Roy Ward Ragle , printmaker, was born on December 8, 1944 in San Diego, California. He had begun his MFA program at San Diego State University (SDSU) before being drafted into the U.S. military in 1970. While in the military he was diagnosed with Crohn's disease. Ragle believed that the stress of military life had brought on the first affects of the disease.
After returning to civilian life Ragle started a job in map making but had initially forgone continuing his MFA program at SDSU. He moved to San Francisco in 1973 with his wife Carol Ragle and attended the San Francisco Art Institute. David Ireland (American sculptor: 1930 - 2009) recalled Ragle having the review for his MFA degree from a hospital bed due to the progression of his Crohn's disease (http://www.arthazelwood.com/impressario/Roy-Ragle.html).
Ragle received his MFA in 1974 and began teaching printmaking at San Francisco State University (SFSU). He taught for four years, but his health could not withstand the strains of teaching.
Ragle went on to a successful career exhibiting his astonishingly detailed and very large woodcut portraits. His work was often mistakingly labelled as lithographs or etchings in exhibitions because no one believed that his fluid, spidery line work could come from the rigid woodcut form. His mastery of craft was matched by the psychological perception of his subjects, which more often than not included himself, as he described the harrowing affects of the disease on his physiognomy.
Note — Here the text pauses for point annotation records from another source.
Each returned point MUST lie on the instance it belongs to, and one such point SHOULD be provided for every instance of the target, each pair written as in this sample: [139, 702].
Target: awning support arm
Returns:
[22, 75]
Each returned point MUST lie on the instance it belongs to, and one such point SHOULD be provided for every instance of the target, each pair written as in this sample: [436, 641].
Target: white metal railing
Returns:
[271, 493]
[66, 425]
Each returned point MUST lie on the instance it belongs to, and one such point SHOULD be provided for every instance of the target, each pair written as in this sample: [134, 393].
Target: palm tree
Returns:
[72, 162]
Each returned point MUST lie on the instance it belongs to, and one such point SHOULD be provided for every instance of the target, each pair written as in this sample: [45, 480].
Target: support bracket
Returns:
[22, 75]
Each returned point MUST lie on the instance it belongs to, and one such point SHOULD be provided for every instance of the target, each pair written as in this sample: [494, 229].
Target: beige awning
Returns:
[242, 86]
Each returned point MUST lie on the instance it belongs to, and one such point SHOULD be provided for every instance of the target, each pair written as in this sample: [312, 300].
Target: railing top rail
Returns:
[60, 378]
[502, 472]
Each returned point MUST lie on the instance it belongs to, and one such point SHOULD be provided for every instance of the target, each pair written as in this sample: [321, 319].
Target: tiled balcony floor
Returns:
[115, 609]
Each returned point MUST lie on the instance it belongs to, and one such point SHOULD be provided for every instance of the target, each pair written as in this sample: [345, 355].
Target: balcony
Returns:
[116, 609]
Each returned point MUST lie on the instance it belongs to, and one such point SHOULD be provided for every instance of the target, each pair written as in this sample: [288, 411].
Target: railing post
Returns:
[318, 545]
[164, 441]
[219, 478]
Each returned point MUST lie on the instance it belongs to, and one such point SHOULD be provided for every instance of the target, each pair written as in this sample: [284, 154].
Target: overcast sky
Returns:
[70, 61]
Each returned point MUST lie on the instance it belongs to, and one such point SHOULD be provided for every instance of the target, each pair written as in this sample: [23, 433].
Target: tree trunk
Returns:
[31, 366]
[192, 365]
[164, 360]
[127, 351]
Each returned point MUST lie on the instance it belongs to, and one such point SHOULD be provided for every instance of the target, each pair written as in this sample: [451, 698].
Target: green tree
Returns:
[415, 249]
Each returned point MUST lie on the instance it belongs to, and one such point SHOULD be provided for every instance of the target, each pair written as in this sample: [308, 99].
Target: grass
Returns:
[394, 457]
Ragle’s work obsessively turned to his medical condition and his own mortality. “Self Examination Series” was his final large scale woodcut print, a triptych portrait of himself, his wife, and his doctor dancing with skeletons. His later imaginary portraits were created by making a foil mask of the sitter, then crushing it (by walking over it with his crutches as support) and embossing an image onto paper which he then slowly and painstakingly brought to light with a fine pen and his own darkly spirited vision. The results were death portraits in the underworld. Ragle passed these off as true portraits and labelled them, “Crossing the River Styx Series” in his beautiful and wordy handwritten titles.
Throughout the 1980s his work was exhibited in print competitions, community art galleries and museum survey exhibitions. But his increasingly poor health finally caused his doctor to order him out of the studio in the late-1980s.
The endless rounds of hospitalizations and the darkening vision of his artwork caused him to withdraw from the art world. Over the course of the last twenty years his work has appeared infrequently with a rare one person exhibition at the Fetterly Gallery in Vallejo in 2000 and at the now defunct Collector’s Gallery at the Oakland Museum in 2005.
Roy Ragle died on December 11 in San Francisco, California, 2014, three days after his 70th birthday.
Biography from Art Hazelwood and other sources.